4 Kasım 2009 Çarşamba

Gazetecilik Bir Kamu Görevidir


Aziz Yıldırım Fenerbahçe Dergisi Kasım sayısında aynen şu cümleleri kullanmış:

“....bir takımın topluca doping yapması olayı ile dünyada bugüne kadar sadece iki kez karşılaşılmıştır: Bunlardan birisi Fransa’da Marsilya futbol takımı ile ilgili olandır. Diğeri ise Efes Pilsen’in karşı karşıya olduğu olaydır. Beklentimiz, bu toplu doping eylemine sebebiyet verenlerin spor ailesinden ayıklanarak çıkarılması ve kamu vicdanının bu şekilde rahatlatılmasıdır...”

Bu röportaj Marsilya ve Efes Pilsen’in fotorafları ile beraber ulusal yayın organlarında da yayınlanmıştır. Olaydan habersiz biri bu konuşmadan Efes Pilsen takımının toplu doping yaptığı mahkemece sabit görüldüğü ve takımın hüküm giydğini düşünür. Aziz Yıldırım zaten kararını vermiş. Efes toplu doping yapmıştır. Fenerbahçe tandanslı Türk basını da kararını vermiştir. Efes toplu doping yapmıştır. Marsilya ve Efes Pilsen’in takım fotoğraflarını yan yana gazetelere koyarsanız zımnen Efes pilsen’in topluca doping yaptığı düşüncesini destekliyorsunuz demektir Hatta bu düşünceyi tüm kamuoyuna empoze ediyorsunuz demektir. Kimse terini söylemesin. Basketbolla ilgisi olmayan biri bu sözü ve fotoyu gazetede gördüğünde Efes Pilsen’in takım olarak doping yaptığı iddiasını gerçekmiş gibi düşünecektir.

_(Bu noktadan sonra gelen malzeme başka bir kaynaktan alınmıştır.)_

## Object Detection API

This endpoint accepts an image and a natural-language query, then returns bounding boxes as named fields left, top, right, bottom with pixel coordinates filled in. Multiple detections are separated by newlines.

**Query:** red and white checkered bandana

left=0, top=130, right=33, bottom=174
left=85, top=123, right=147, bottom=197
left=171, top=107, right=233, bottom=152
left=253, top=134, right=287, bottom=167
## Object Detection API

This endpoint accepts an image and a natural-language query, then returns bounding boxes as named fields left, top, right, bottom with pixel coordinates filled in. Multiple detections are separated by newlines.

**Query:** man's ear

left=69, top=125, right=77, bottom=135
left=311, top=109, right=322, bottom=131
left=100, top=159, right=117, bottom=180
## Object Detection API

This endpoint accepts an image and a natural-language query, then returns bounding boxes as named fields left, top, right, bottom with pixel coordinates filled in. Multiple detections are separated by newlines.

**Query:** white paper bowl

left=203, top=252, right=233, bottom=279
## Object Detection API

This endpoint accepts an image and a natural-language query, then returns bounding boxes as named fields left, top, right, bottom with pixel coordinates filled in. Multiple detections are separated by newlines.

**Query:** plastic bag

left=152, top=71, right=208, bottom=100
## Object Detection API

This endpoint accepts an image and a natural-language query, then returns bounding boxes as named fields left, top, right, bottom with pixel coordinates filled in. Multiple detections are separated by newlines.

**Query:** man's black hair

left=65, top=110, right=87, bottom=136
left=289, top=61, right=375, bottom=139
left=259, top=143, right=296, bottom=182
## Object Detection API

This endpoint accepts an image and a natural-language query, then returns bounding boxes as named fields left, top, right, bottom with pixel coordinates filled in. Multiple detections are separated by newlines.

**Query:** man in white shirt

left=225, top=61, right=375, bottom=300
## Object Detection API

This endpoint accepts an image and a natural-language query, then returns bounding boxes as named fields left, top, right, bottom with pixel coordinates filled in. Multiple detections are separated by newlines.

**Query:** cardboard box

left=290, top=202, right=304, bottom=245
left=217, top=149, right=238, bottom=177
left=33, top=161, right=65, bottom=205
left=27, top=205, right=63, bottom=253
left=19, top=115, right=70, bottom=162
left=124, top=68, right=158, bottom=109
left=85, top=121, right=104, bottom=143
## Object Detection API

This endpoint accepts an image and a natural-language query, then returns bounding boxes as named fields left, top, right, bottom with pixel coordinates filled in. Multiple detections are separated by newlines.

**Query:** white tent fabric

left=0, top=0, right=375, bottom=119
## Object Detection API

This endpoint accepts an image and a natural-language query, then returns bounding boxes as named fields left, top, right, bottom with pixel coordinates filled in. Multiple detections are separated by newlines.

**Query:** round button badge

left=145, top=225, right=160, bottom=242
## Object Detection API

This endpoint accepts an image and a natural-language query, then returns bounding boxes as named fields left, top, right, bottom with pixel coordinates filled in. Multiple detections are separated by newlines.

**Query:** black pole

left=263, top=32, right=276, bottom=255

Efes Pilsen’i ve Tuncay Özhilan’ı doping yapan Marsilya ile aynı kareye koymak nasıl bir etik basın anlayışıdır. Spor basını ve yöneticileri: Bırakın artık bir şeyleri manipüle etmeyi. Bırakın birilerini pohpohlamayı. Gazeteceliğin bir kamu görevi olduğunu ve sosyal sorumluluk gerektirdiğini artık farkedin. Aziz Yıldırım için ne yazabilirm ki. Sonuçta klübünün çıkarları için her zaman yaptığı Makyavellist yaklaşımını aynen devam ettiriyor. Ayrıca kendi dergisinde istediğini söyleyebilir. Fenerbahçe dergisini kınamıyorum. Benim sözüm bu röportajı insanların nezdinde takımın toplu şekilde doping yaptığı düşüncesini uyandıracak şekilde veren Tük basınına.